By examining clinical parameters associated with survival time and analyzing patients' survival times using prognostic scores, this study aimed to provide helpful information related to the treatment of terminal cancer patients.
We retrospectively reviewed the medical records of 415 inpatients who died in the hospices of two hospitals from March 2009 to August 2011 then analyzed differences in survival times and relative risk for clinical parameters and prognostic scores.

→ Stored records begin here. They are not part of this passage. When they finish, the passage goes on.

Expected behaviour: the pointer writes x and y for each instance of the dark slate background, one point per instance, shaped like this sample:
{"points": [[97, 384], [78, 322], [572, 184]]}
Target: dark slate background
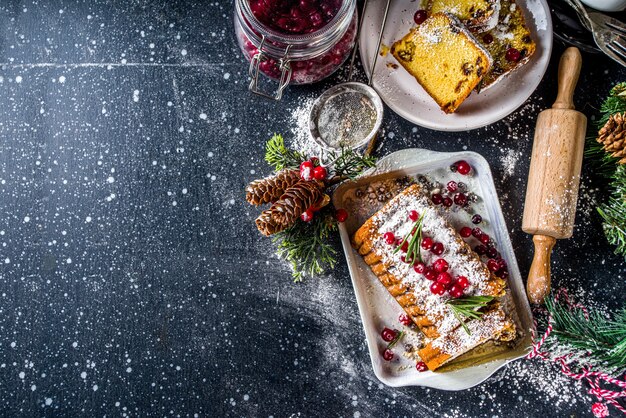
{"points": [[133, 280]]}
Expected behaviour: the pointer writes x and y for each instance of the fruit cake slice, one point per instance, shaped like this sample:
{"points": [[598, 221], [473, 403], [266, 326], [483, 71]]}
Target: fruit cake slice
{"points": [[477, 15], [445, 59], [492, 325], [510, 43], [412, 285]]}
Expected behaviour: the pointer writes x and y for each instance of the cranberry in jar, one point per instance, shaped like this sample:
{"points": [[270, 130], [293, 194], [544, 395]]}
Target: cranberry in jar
{"points": [[295, 41]]}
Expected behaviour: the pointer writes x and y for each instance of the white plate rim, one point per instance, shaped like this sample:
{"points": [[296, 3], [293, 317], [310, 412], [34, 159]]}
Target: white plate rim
{"points": [[534, 71]]}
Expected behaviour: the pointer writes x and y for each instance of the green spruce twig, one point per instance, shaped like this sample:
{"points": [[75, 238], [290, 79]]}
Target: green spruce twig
{"points": [[349, 164], [306, 245], [594, 152], [590, 339], [613, 212], [279, 156]]}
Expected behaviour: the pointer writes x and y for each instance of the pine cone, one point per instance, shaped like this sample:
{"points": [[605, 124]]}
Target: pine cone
{"points": [[267, 225], [613, 136], [271, 188], [295, 201]]}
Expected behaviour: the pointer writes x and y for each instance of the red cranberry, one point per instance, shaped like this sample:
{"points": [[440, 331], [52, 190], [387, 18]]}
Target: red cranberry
{"points": [[430, 274], [460, 199], [419, 267], [444, 278], [388, 334], [465, 232], [492, 252], [456, 291], [502, 264], [420, 16], [307, 215], [306, 170], [513, 55], [427, 243], [440, 265], [463, 167], [493, 265], [341, 215], [405, 320], [437, 248], [463, 282], [319, 173], [437, 288]]}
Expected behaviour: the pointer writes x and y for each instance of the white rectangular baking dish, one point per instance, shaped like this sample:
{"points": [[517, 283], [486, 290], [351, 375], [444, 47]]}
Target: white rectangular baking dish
{"points": [[378, 309]]}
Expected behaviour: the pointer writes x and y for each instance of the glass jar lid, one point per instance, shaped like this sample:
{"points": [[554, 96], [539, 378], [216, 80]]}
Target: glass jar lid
{"points": [[301, 46]]}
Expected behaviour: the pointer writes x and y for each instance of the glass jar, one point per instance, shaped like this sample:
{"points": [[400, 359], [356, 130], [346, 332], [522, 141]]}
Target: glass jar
{"points": [[294, 41]]}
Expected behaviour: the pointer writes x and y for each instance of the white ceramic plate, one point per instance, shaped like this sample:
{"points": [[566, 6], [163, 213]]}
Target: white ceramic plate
{"points": [[378, 309], [403, 94]]}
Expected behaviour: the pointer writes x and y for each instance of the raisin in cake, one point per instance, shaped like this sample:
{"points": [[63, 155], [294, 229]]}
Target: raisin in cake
{"points": [[510, 43], [477, 15], [448, 338], [445, 59]]}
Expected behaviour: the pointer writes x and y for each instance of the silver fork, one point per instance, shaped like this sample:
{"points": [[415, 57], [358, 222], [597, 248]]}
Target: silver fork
{"points": [[608, 33], [611, 37]]}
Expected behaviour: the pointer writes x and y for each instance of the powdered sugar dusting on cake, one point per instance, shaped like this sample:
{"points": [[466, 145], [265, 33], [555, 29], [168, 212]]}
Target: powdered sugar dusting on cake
{"points": [[458, 255]]}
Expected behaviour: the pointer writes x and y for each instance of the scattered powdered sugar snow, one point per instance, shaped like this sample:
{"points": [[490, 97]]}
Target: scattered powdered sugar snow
{"points": [[301, 138], [509, 160]]}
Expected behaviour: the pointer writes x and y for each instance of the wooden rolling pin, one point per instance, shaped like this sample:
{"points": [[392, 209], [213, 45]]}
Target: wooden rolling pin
{"points": [[554, 176]]}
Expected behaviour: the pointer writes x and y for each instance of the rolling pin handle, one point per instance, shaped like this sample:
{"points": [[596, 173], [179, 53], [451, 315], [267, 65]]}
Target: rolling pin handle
{"points": [[569, 70], [538, 285]]}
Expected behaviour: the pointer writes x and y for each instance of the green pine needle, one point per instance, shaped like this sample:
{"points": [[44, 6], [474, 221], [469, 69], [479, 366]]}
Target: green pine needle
{"points": [[307, 247], [350, 164], [613, 212], [279, 156], [614, 103], [594, 341], [468, 307]]}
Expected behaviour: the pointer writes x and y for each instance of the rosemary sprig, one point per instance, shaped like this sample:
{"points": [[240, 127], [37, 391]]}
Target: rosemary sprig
{"points": [[414, 237], [395, 340], [467, 307]]}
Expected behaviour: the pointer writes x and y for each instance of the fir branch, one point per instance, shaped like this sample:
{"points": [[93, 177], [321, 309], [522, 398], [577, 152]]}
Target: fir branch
{"points": [[613, 212], [604, 163], [306, 246], [468, 307], [594, 151], [349, 164], [588, 339], [278, 155]]}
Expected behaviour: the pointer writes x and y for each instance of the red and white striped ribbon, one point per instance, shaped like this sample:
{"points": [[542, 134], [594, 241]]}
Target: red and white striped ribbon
{"points": [[594, 379]]}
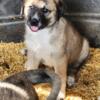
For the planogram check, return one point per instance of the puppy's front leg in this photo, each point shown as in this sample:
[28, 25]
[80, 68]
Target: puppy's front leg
[32, 62]
[61, 70]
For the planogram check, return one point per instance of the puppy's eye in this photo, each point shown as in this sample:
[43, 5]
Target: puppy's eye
[45, 10]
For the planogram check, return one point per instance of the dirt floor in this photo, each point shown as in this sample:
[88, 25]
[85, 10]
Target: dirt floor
[87, 87]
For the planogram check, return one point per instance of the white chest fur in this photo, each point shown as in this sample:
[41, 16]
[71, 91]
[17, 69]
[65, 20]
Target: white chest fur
[39, 43]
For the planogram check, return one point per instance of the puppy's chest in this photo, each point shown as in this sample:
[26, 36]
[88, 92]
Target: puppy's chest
[40, 43]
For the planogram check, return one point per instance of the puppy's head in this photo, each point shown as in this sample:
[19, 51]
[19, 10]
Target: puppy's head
[40, 14]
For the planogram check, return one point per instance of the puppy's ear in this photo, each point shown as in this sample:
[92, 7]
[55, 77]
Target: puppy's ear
[22, 8]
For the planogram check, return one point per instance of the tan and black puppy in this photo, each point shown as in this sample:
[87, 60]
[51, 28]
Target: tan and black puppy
[52, 40]
[19, 86]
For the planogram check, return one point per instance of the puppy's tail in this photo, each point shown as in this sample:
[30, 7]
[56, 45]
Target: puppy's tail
[40, 76]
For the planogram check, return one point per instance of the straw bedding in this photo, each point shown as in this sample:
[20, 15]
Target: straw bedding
[87, 87]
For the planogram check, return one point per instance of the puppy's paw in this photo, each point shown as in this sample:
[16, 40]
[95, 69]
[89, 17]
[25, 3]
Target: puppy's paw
[61, 96]
[28, 66]
[71, 81]
[23, 51]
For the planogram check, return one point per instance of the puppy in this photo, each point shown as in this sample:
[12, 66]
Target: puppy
[51, 39]
[19, 86]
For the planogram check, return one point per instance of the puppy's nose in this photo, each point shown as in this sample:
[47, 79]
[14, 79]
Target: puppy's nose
[34, 22]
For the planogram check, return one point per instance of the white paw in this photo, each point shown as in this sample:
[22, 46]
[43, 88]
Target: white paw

There were 15 parameters associated with survival time. Performance decline was the most influential factor. The optimal scores for predicting four-week survival were over 4.5 on the Palliative Prognostic Index (PPI), over 10 on the Palliative Prognostic (PaP) Score, and 30 or under on the Palliative Performance Scale (PPS).

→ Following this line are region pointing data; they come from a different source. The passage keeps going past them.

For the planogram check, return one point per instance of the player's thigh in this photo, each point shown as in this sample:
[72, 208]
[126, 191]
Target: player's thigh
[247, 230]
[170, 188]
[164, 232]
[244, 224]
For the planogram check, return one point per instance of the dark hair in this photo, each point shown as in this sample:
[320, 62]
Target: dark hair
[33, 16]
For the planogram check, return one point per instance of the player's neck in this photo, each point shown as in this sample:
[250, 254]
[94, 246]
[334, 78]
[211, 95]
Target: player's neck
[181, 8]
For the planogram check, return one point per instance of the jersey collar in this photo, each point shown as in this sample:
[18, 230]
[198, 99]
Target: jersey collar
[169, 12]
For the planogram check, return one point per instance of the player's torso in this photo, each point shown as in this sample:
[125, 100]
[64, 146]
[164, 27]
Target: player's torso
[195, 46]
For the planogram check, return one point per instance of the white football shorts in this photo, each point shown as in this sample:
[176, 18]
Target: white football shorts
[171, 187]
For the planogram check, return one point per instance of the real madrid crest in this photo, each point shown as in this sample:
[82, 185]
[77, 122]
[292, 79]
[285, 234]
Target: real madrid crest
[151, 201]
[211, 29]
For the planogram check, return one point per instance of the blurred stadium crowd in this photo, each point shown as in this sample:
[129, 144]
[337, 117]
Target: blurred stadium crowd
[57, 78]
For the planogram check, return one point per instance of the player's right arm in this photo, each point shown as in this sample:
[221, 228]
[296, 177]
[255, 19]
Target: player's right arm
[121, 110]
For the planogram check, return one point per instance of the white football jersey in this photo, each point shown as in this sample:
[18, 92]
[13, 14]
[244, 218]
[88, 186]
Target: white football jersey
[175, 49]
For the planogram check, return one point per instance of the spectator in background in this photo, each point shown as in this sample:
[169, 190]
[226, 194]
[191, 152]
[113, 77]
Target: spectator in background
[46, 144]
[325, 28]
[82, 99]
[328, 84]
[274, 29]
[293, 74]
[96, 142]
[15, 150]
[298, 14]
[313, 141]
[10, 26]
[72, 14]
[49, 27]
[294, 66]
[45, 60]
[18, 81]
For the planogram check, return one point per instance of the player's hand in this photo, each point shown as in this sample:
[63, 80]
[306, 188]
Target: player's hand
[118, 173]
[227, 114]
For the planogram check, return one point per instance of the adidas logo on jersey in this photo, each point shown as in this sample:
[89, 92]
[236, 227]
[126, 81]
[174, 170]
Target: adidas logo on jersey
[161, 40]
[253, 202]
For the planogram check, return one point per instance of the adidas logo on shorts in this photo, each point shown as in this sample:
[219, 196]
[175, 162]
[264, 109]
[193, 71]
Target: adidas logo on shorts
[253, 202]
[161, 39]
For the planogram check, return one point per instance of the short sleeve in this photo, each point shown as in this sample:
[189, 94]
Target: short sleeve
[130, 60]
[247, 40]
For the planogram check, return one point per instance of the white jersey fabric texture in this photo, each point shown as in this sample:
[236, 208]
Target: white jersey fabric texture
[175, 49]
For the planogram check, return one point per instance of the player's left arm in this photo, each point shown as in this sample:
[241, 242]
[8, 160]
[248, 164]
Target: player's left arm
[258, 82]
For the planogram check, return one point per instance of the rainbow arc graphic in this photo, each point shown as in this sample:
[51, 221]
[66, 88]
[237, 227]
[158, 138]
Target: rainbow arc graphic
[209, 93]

Performance decline is a major factor affecting survival time. The PaP is the most useful tool for predicting four-week survival, with an optimal value of over 10.
通过检查与生存时间相关的临床参数,并使用预后评分分析患者的生存时间,本研究旨在提供与晚期癌症患者治疗相关的有用信息。
我们回顾性分析了2009年3月至2011年8月在两家医院临终关怀病房死亡的415例住院患者的病历,然后分析了生存时间的差异以及临床参数和预后评分的相对风险。
有15个参数与生存时间相关。功能状态下降是最具影响力的因素。预测四周生存的最佳评分是姑息预后指数(PPI)超过4.5、姑息预后(PaP)评分超过10以及姑息功能状态量表(PPS)为30或更低。
功能状态下降是影响生存时间的主要因素。PaP是预测四周生存最有用的工具,最佳值超过10。